Android support in snapd

jhodapp · April 19, 2017, 6:33pm

Hey everyone,

As part of some important commercial work, I wanted to start a discussion on getting required fastboot support into snapd. @morphis, @ondra and @niemeyer as well as some other people started discussing this at the last sprint @ The Hague last autumn, and I’d like to continue this conversation here and get a finalized solution in place since this project has a very tight schedule.

So first off, let’s define exactly what this means. We need to be able to flash a core snap and a kernel snap for a 3.4-based UC16 system to a system flash device. 3.4 kernel support isn’t possible today, but we’re working on a solution in parallel for this. I can’t get more specific on the device details, but would be happy to provide any technical details in private.

@morphis and @ondra: my understanding is that you came up with a proposed design for this at the sprint. Would you mind detailing how that would work here so that we can start discussing it and get approval for a final solution. Then we can agree on who’s going to do the implementation and when it can be completed by.

Thanks!
Jim

morphis · April 20, 2017, 8:19am

There are two things we decided on at the sprint:

We will add fastboot support next to uboot and grub into snapd. A preliminary implementation for the basic boilerplate code exists here. The implementation needs to generate proper fastboot images on the fly by reimplementing necessary things from the abootimg utility. The result boot.img will then we written into the boot partition which is either defined in gadget.yaml or via a partition label.
We discussed how we would handle the fallback from not booting core/kernel snap combinations and agreed on that we implement without support for this to get the implementation forward and a first version implemented quickly. The second step which still needs to happen is coming up with a proper design for the fallback boot. As the scenario we discussed assumes we don’t have the bootloader sources and a static partition layout we can’t change, which only includes a boot and recovery partition the bootloader can boot from, this needs a good design of how we can handle proper fallbacks.

My proposal to go forward is the following:

Take my existing code and add the necessary steps to generate a boot.img on the fly and flash it to the boot partition. To boot.img generation needs the default kernel cmdline, the name of the core and kernel snap to boot and additional meta data needed for the boot.img generation process as input. Eventual it is the best way to have a pregenerated boot.img with a dummy zImage inside the kernel snap which can then be just extended with the correct additional arguments for cmdline and the right zImage and ramdisk.
Find a proper place to define the boot partition either via gadget.yaml or via a partition label

In parallel we can look into possible ways of how to handle the fallback boot but that needs more insight of how the actual device works with handling recovery/boot partitions as there is no common way of how Android bootloaders handle this.

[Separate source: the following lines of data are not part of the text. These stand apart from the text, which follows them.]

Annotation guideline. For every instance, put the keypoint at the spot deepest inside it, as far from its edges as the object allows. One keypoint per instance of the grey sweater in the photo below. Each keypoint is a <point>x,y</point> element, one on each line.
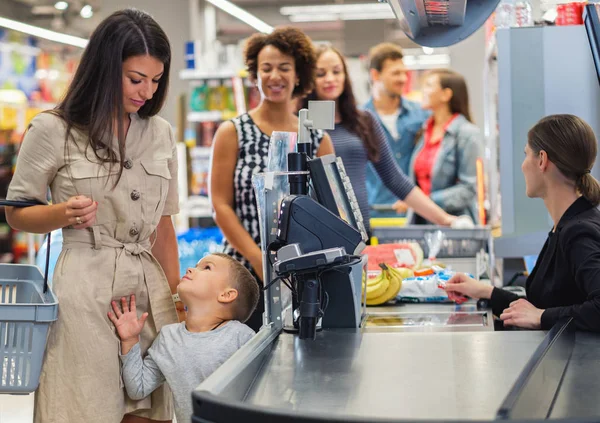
<point>183,359</point>
<point>351,149</point>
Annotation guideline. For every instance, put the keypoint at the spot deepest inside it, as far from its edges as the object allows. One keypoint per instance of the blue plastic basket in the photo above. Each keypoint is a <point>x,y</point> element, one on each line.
<point>27,307</point>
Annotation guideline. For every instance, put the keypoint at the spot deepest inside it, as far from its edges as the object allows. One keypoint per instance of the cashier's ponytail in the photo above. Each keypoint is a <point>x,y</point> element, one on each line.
<point>571,145</point>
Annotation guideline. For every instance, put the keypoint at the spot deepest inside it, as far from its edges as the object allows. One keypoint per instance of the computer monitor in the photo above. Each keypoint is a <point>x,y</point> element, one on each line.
<point>334,191</point>
<point>592,26</point>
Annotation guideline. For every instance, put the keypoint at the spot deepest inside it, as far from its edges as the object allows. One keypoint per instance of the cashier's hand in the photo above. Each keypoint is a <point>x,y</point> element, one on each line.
<point>523,314</point>
<point>400,207</point>
<point>460,285</point>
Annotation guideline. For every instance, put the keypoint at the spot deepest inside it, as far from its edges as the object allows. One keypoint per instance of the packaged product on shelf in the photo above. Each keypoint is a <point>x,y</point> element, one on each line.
<point>199,98</point>
<point>430,288</point>
<point>200,169</point>
<point>206,133</point>
<point>253,96</point>
<point>216,97</point>
<point>229,96</point>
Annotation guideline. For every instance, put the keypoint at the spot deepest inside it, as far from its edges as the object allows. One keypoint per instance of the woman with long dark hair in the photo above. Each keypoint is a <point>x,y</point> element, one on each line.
<point>359,139</point>
<point>565,283</point>
<point>444,162</point>
<point>111,166</point>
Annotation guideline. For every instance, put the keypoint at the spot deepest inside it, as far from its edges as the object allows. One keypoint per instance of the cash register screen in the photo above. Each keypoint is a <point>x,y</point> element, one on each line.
<point>329,188</point>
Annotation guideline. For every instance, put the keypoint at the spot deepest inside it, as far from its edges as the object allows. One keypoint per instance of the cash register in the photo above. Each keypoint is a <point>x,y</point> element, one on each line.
<point>320,236</point>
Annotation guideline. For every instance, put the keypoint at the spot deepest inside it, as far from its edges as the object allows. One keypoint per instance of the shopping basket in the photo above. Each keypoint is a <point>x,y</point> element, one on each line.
<point>27,307</point>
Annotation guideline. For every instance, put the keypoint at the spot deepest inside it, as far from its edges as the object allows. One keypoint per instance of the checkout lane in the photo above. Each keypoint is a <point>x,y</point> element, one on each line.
<point>398,363</point>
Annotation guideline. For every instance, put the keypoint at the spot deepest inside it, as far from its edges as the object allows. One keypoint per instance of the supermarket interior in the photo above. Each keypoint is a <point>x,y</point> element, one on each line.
<point>408,186</point>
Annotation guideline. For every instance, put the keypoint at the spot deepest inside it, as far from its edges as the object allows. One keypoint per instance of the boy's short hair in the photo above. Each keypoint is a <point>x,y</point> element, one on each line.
<point>382,52</point>
<point>247,287</point>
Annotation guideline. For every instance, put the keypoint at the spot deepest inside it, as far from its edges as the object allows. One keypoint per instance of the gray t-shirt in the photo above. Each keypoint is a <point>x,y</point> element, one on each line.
<point>183,359</point>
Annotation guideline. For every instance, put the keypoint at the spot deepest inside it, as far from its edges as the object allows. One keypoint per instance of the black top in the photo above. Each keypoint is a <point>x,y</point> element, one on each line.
<point>565,281</point>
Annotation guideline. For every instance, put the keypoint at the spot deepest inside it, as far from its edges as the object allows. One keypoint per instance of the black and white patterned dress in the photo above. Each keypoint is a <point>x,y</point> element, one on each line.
<point>253,147</point>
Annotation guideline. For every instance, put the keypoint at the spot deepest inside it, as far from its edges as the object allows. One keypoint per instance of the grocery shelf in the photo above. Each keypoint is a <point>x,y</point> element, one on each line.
<point>198,74</point>
<point>210,116</point>
<point>479,233</point>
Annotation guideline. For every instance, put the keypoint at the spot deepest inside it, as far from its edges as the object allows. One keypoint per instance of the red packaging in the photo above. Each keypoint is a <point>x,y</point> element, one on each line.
<point>569,14</point>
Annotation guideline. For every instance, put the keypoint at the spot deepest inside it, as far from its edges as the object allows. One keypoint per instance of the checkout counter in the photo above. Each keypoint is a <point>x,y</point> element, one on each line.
<point>396,363</point>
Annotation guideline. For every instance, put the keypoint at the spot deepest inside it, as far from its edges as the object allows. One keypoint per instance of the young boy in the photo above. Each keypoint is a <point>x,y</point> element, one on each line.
<point>219,294</point>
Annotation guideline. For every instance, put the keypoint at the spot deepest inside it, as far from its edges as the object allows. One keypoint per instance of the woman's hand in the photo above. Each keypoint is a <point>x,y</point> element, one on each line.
<point>80,212</point>
<point>400,207</point>
<point>462,285</point>
<point>127,323</point>
<point>523,314</point>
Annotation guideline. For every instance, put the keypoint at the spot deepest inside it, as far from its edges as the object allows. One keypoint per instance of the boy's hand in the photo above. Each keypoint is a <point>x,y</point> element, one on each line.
<point>127,323</point>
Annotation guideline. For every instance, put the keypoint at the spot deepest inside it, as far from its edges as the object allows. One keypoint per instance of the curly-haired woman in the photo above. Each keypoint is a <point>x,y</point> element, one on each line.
<point>282,64</point>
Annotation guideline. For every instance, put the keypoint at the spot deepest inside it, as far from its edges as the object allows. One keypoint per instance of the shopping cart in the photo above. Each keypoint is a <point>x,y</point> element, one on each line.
<point>27,307</point>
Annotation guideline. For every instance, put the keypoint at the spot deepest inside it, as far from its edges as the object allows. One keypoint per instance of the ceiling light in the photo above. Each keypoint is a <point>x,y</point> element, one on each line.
<point>239,13</point>
<point>337,8</point>
<point>86,11</point>
<point>61,5</point>
<point>36,31</point>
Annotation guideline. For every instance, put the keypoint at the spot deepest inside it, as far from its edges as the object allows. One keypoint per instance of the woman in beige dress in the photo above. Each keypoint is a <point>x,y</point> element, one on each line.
<point>110,164</point>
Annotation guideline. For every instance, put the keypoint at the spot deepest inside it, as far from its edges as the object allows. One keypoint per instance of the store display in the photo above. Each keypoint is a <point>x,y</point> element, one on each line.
<point>569,14</point>
<point>200,165</point>
<point>199,98</point>
<point>385,287</point>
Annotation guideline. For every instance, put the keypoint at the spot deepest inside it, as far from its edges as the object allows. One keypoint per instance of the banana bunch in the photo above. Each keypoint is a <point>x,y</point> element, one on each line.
<point>385,287</point>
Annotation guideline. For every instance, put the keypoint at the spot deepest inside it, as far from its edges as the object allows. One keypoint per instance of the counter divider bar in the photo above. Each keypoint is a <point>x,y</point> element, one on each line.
<point>533,394</point>
<point>234,378</point>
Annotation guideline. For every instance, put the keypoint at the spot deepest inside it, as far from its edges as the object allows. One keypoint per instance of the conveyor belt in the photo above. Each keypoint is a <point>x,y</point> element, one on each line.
<point>402,375</point>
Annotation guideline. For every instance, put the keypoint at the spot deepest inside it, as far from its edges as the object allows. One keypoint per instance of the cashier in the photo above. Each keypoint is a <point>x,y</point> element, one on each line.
<point>559,155</point>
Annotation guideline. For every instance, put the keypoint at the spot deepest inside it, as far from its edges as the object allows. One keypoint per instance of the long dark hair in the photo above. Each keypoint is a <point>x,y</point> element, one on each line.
<point>358,122</point>
<point>95,96</point>
<point>459,103</point>
<point>571,145</point>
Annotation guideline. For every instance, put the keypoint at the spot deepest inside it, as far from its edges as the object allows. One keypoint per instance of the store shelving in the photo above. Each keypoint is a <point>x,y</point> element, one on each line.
<point>208,116</point>
<point>198,74</point>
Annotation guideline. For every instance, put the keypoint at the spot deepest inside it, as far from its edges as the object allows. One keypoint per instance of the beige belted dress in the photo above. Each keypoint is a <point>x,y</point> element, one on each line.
<point>81,378</point>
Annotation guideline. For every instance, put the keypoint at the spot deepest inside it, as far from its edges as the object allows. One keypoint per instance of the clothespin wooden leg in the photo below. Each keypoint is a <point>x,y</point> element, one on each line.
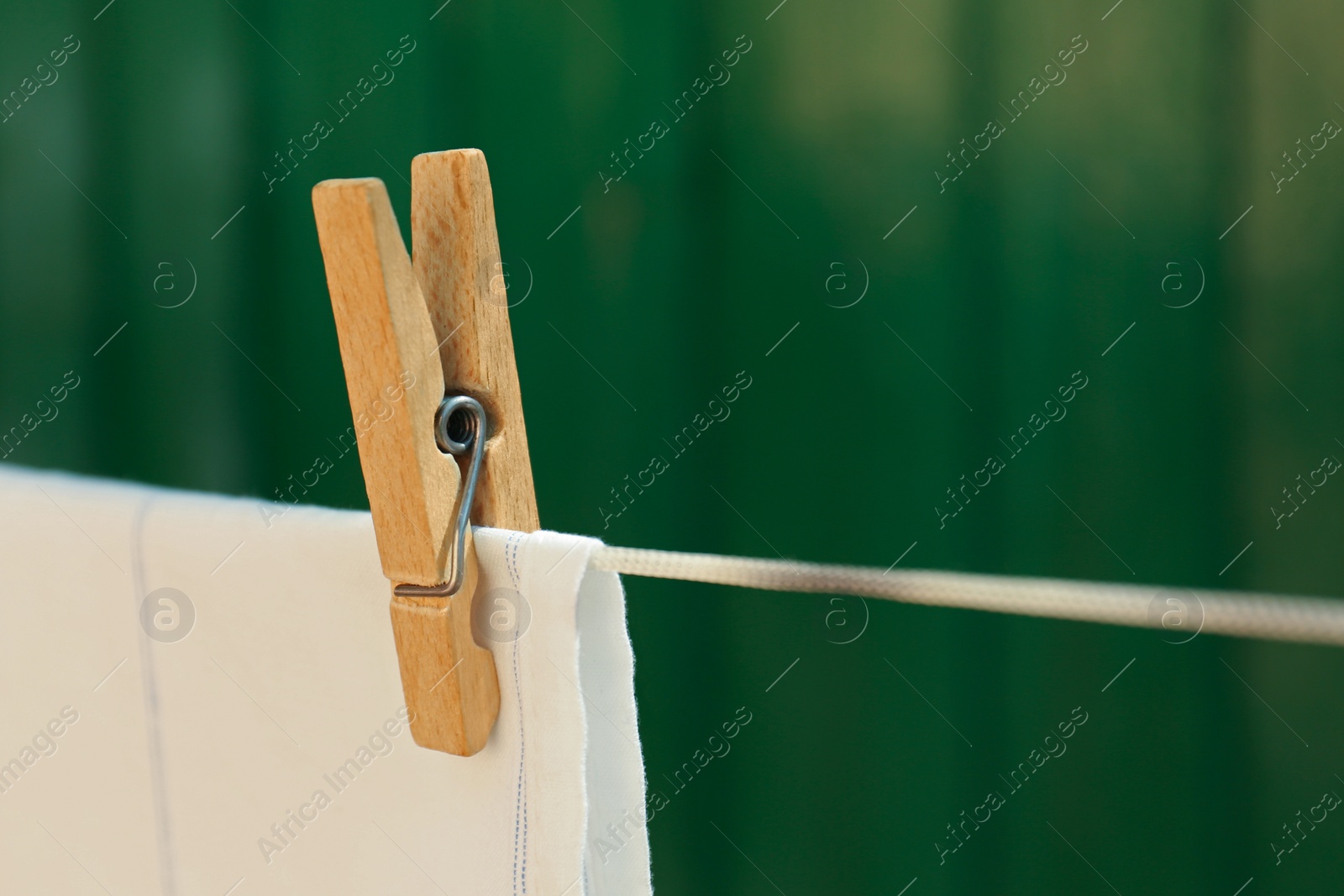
<point>401,329</point>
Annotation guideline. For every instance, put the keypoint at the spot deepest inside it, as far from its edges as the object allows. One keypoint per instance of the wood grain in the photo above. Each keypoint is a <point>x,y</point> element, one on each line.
<point>385,332</point>
<point>449,681</point>
<point>396,383</point>
<point>457,262</point>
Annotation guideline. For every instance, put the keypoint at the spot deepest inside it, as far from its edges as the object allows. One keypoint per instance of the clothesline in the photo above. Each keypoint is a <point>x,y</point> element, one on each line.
<point>1184,611</point>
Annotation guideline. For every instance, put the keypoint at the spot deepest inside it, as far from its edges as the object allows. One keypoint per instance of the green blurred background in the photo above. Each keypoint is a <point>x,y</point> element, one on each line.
<point>765,210</point>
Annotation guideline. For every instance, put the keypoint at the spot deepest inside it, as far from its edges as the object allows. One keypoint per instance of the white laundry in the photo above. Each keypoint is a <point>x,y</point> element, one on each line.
<point>268,750</point>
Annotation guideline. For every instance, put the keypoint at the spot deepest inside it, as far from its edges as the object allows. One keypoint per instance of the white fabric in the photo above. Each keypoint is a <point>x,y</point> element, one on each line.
<point>174,761</point>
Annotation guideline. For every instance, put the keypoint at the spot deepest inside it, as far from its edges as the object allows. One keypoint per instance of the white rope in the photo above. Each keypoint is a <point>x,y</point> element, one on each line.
<point>1243,614</point>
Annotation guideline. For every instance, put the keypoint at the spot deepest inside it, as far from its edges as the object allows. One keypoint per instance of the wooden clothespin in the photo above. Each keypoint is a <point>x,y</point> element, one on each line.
<point>416,333</point>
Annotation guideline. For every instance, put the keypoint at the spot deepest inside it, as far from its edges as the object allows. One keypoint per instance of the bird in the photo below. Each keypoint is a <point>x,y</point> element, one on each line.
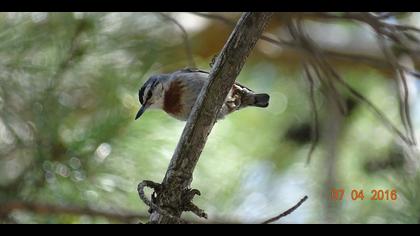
<point>176,93</point>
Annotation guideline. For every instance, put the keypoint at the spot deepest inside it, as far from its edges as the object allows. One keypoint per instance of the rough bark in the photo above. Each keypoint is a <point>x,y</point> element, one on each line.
<point>173,196</point>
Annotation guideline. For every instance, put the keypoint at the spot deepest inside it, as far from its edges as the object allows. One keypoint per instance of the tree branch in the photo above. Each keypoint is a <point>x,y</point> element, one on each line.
<point>288,212</point>
<point>175,194</point>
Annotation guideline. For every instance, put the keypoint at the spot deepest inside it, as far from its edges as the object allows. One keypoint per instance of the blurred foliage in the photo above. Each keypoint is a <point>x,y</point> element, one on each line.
<point>68,96</point>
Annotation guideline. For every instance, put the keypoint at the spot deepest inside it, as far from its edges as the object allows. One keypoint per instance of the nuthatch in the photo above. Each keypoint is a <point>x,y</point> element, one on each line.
<point>177,92</point>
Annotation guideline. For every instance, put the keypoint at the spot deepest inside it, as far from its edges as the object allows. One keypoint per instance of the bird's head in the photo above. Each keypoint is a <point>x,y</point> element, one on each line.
<point>151,94</point>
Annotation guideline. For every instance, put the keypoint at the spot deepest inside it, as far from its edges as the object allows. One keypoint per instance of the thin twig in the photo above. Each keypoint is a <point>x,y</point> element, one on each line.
<point>185,38</point>
<point>358,58</point>
<point>288,212</point>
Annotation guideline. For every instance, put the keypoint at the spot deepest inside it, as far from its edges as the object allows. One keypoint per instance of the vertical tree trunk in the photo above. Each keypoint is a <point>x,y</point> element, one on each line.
<point>174,195</point>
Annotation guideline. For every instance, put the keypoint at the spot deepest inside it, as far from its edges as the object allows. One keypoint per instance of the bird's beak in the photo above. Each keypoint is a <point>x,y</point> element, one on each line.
<point>141,111</point>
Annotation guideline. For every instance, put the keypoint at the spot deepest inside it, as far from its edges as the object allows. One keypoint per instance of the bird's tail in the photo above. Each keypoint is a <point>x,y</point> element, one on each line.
<point>261,100</point>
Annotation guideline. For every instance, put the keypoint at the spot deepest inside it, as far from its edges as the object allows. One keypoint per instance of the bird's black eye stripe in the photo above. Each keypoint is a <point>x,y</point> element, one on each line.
<point>141,93</point>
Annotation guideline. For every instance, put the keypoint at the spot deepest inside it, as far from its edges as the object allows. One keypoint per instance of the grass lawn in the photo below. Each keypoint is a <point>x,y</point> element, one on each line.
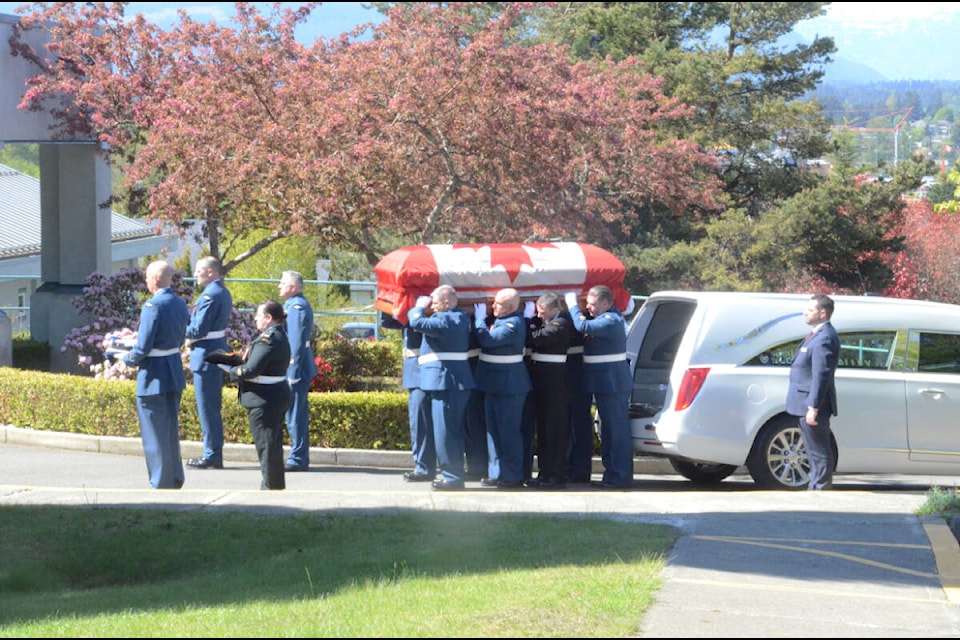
<point>134,572</point>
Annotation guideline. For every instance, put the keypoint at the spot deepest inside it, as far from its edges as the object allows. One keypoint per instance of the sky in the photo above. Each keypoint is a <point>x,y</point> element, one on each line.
<point>333,18</point>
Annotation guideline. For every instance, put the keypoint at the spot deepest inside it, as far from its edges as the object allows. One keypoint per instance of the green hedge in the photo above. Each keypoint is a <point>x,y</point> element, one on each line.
<point>78,404</point>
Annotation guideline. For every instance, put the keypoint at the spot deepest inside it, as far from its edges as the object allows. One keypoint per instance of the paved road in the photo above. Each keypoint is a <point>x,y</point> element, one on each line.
<point>854,562</point>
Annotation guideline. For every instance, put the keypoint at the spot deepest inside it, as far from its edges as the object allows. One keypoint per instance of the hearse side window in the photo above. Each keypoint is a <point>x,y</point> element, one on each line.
<point>939,353</point>
<point>858,350</point>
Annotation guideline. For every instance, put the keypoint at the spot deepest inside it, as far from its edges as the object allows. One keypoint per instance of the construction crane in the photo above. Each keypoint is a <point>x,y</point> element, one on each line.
<point>902,116</point>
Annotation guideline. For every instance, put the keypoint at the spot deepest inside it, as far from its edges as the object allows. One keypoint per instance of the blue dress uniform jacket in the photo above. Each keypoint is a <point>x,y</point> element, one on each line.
<point>446,378</point>
<point>303,370</point>
<point>606,374</point>
<point>207,332</point>
<point>264,392</point>
<point>160,384</point>
<point>423,447</point>
<point>502,376</point>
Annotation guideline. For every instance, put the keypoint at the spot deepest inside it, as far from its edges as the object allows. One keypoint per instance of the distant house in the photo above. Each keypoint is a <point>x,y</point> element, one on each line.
<point>20,243</point>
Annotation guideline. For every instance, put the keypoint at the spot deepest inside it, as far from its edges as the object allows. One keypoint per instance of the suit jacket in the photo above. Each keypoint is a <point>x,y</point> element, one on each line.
<point>211,313</point>
<point>812,373</point>
<point>163,322</point>
<point>267,355</point>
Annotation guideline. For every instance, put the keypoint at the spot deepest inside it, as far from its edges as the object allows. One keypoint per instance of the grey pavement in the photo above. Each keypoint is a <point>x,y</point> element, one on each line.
<point>853,562</point>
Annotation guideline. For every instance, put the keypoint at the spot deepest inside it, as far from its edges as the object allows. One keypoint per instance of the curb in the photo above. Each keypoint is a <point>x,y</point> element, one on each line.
<point>234,452</point>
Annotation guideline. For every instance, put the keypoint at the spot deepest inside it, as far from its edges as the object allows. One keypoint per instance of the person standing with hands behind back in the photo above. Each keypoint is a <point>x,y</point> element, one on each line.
<point>812,394</point>
<point>160,380</point>
<point>264,392</point>
<point>207,332</point>
<point>302,369</point>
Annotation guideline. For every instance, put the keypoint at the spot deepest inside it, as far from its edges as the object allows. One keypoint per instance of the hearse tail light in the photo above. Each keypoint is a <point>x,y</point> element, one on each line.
<point>693,379</point>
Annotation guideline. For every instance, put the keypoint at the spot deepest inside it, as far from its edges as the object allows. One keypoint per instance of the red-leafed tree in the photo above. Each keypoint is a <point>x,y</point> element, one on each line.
<point>433,130</point>
<point>929,266</point>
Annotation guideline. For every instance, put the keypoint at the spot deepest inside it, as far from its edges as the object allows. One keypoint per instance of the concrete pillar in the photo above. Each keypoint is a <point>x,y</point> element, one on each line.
<point>6,340</point>
<point>75,235</point>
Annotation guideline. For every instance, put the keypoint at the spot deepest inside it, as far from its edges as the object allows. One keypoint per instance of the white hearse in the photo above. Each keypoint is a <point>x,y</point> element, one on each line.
<point>710,372</point>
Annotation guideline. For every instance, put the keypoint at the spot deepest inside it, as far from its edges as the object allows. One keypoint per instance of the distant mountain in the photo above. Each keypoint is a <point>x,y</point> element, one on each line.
<point>916,49</point>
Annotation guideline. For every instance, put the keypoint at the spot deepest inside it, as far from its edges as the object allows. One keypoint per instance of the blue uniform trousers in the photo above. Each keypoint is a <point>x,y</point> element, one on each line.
<point>208,387</point>
<point>160,433</point>
<point>504,412</point>
<point>298,425</point>
<point>421,433</point>
<point>476,444</point>
<point>616,440</point>
<point>447,407</point>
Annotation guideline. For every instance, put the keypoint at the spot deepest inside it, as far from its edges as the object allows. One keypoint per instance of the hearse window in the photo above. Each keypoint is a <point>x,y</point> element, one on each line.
<point>939,353</point>
<point>858,350</point>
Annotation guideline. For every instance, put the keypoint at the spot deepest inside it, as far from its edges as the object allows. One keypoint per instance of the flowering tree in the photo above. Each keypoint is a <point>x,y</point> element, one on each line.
<point>435,129</point>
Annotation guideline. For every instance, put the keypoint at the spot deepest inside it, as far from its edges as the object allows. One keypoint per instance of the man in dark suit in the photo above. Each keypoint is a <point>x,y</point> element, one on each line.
<point>207,333</point>
<point>812,395</point>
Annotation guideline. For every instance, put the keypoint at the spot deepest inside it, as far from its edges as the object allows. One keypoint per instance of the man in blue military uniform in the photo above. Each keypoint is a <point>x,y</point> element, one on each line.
<point>446,377</point>
<point>160,380</point>
<point>421,427</point>
<point>606,375</point>
<point>207,333</point>
<point>302,369</point>
<point>503,378</point>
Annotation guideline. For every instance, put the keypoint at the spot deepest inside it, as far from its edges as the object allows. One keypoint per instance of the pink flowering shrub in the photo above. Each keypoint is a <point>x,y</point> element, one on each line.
<point>114,303</point>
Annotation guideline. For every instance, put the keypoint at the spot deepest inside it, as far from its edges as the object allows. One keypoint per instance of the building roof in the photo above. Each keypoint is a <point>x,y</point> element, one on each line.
<point>20,217</point>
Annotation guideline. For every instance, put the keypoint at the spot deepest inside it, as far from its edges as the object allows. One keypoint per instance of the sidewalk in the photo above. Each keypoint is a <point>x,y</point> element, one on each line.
<point>853,562</point>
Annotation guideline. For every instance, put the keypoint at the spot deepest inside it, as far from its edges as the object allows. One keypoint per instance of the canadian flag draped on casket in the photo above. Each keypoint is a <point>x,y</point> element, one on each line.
<point>478,271</point>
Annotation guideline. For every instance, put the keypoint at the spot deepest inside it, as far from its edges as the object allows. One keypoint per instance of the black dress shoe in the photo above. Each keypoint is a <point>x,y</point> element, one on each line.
<point>413,476</point>
<point>609,485</point>
<point>551,483</point>
<point>203,463</point>
<point>448,485</point>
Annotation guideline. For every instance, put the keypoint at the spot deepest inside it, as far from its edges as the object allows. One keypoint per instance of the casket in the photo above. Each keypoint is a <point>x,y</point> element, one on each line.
<point>478,271</point>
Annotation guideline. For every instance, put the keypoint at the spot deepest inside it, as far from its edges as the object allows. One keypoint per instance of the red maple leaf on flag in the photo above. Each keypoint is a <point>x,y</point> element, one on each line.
<point>511,256</point>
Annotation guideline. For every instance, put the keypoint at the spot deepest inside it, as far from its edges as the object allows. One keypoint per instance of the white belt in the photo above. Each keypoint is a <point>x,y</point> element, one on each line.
<point>611,357</point>
<point>549,357</point>
<point>448,355</point>
<point>486,357</point>
<point>213,334</point>
<point>267,379</point>
<point>156,353</point>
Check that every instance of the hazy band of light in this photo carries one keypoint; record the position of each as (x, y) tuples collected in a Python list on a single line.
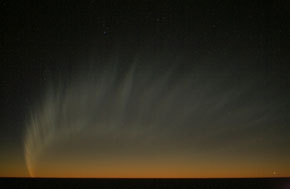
[(142, 118)]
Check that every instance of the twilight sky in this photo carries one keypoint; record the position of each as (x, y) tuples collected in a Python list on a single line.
[(144, 89)]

ogra · April 20, 2017, 9:50am

well, effectively we do not need to create it but only have code that modifies the cmdline. i think for a first implementation we can simply say “the user has to provide a pre-made boot.img the abootimg tool can handle”. after all we do not need build it, but only to update it with updated content.

morphis · April 20, 2017, 9:58am

We can go that way. However I would prefer if we implement the small amount of code we need for this in snapd rather than relying on a custom third party tool.

ogra · April 20, 2017, 10:05am

so you want to have a complete re-write of abootimg inside “prepare-image” ? i guess that could work but is a non-neglectable amount of extra work (note that abootimg will only support a fraction of boot.img files though, i.e. mediatek adds some custom header to all its boot.img files)

morphis · April 20, 2017, 10:38am

snap prepare-image is another thing. I was more thinking about the runtime case where snapd fetches a new kernel/os snap and needs to update the boot.img. For the image construction we could use abootimg and I would recommend that this is a more long term problem and we continue for the specific project in question with the scripts I wrote some months ago to contruct necessary .img files for the writable and boot partitions which can be flashed individually. Long term we need to add support to ubuntu-image for this too.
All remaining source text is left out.